President Donald Trump and ministers from Bahrain, Israel and the UAE

But not Trump. As his term draws to a close, the most remarkable result of the many on his watch is no less than four Mideast peace treaties, the first in decades. But it was the way they were achieved that is most revealing of the difference between Trump and the presidents before him. He confounded the Palestinian-centric careerists hellbent on cutting a deal at any cost — and never closing one. Even when President Bill Clinton, in the end stages of his presidency, offered Yasir Arafat more than he demanded, a deal was never consummated. The Palestinians held the on-again, off-again peace process hostage since it commenced but were constantly appeased by successive generations of foreign policy professionals. So Trump engineered an end run around the intransigent Palestinians, leaving them out in the cold by negotiating a series of bilateral agreements between Israel and Palestinian allies. This, after Trump was excoriated by State Department types for finally moving our embassy in Israel to Jerusalem, as promised by the three previous presidents. Would Biden abide by these agreements and build on them, or allow the anti-Israel left to all but shut down the burgeoning peace process?

Trump emphatically rejected the Iran nuclear deal engineered by Biden’s patron Barack Obama, arguing that it offered minimal short-term gain in return for the maximum long-term pain of a strengthened Iranian nuclear program. He pulled out of the globalists’ signature Paris Climate Accord because it places burdensome restrictions on the United States that China and other nations are not required to abide by and that would cause the cost of energy to skyrocket. Will Biden seek a new Obama-style deal with Iran and fulfill his promise to return to the colossal international climate agreement?

After years of failed multilateral negotiations and unfulfilled promises by Kim Jong-Un, the 45th president went 180 degrees in the opposite direction with a campaign of personal, face-to-face diplomacy with the North Korean dictator, avoiding a frightening conflict he was ominously warned about by Obama. Would a President Biden insist on a return to the multinational bargaining table?
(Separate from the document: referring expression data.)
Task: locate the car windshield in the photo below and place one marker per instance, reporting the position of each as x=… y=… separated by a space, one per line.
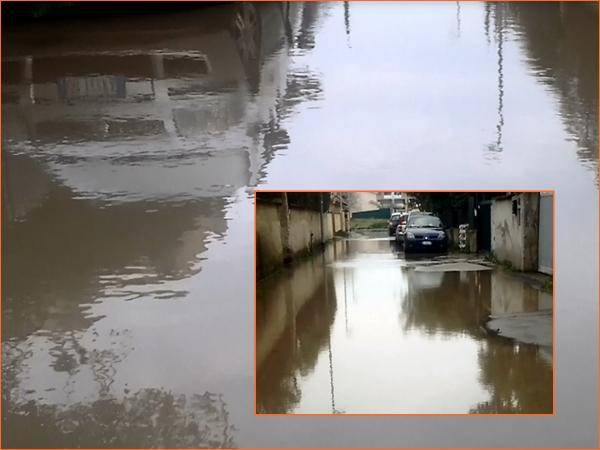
x=425 y=222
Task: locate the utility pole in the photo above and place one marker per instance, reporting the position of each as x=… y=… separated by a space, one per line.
x=321 y=217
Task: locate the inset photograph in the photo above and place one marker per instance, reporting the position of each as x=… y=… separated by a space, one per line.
x=404 y=302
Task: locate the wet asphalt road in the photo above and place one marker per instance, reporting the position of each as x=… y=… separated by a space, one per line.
x=363 y=329
x=131 y=146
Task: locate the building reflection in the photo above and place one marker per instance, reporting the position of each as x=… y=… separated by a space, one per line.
x=447 y=302
x=124 y=144
x=560 y=41
x=294 y=315
x=150 y=418
x=518 y=378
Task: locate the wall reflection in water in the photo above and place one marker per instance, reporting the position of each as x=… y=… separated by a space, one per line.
x=561 y=47
x=365 y=332
x=125 y=144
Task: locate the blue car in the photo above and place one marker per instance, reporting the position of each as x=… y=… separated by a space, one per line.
x=425 y=233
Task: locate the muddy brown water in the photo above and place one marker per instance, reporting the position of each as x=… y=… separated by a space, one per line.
x=360 y=329
x=131 y=146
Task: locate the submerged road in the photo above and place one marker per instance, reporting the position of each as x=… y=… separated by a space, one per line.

Of course, the single biggest issue facing a new president would be China, a nation with which Joe Biden is particularly familiar. Our most dangerous adversary was called out for the first time by Trump — on everything from lopsided tariffs to intellectual property theft. Biden’s approach has always been the opposite: to soft-sell at best, minimize at worst, Chinese influence. And those influence-peddling deals with Chinese firms linked to the Communist Party, engineered by his son and from which he personally profited, now stand as ripe material for blackmail of one sort or another. Will Biden defy predictions and take a hard line against China like Trump?

Donald Trump feature

Donald Trump

The president’s tectonic shift in approach to allies and adversaries alike, together with his regime of radical deregulation and the decade-old fracking revolution, has produced the long-sought holy grail: energy independence. This means putting young Americans in the line of fire in Middle East conflicts for the sake of oil will now be indefensible. Would Biden mollify his left flank by reintroducing onerous regulations on the energy industry, limiting if not banning fracking, at the cost of higher energy prices and a restored dependency on unreliable foreign sources of energy? Would his ongoing support for war demonstrated over almost five decades in Washington continue to guide his judgment?

Make no mistake. The world stage is where the contrast between administrations will be most stark and visible. And for a candidate who has seen better days, and conducted a stealth campaign for the presidency in a fortified cocoon, the challenge to return to the days when a global perspective carried the day is heavily complicated by Americans’ knowledge, for the first time, of a successful alternative.

While Trump has proudly worn his MAGA slogan on his sleeve from day one, Biden’s MAGA is not one of which he might boast. But it is every bit as real as Trump’s quest to make America great again. For the prospective 46th president, the mission is to make America global again.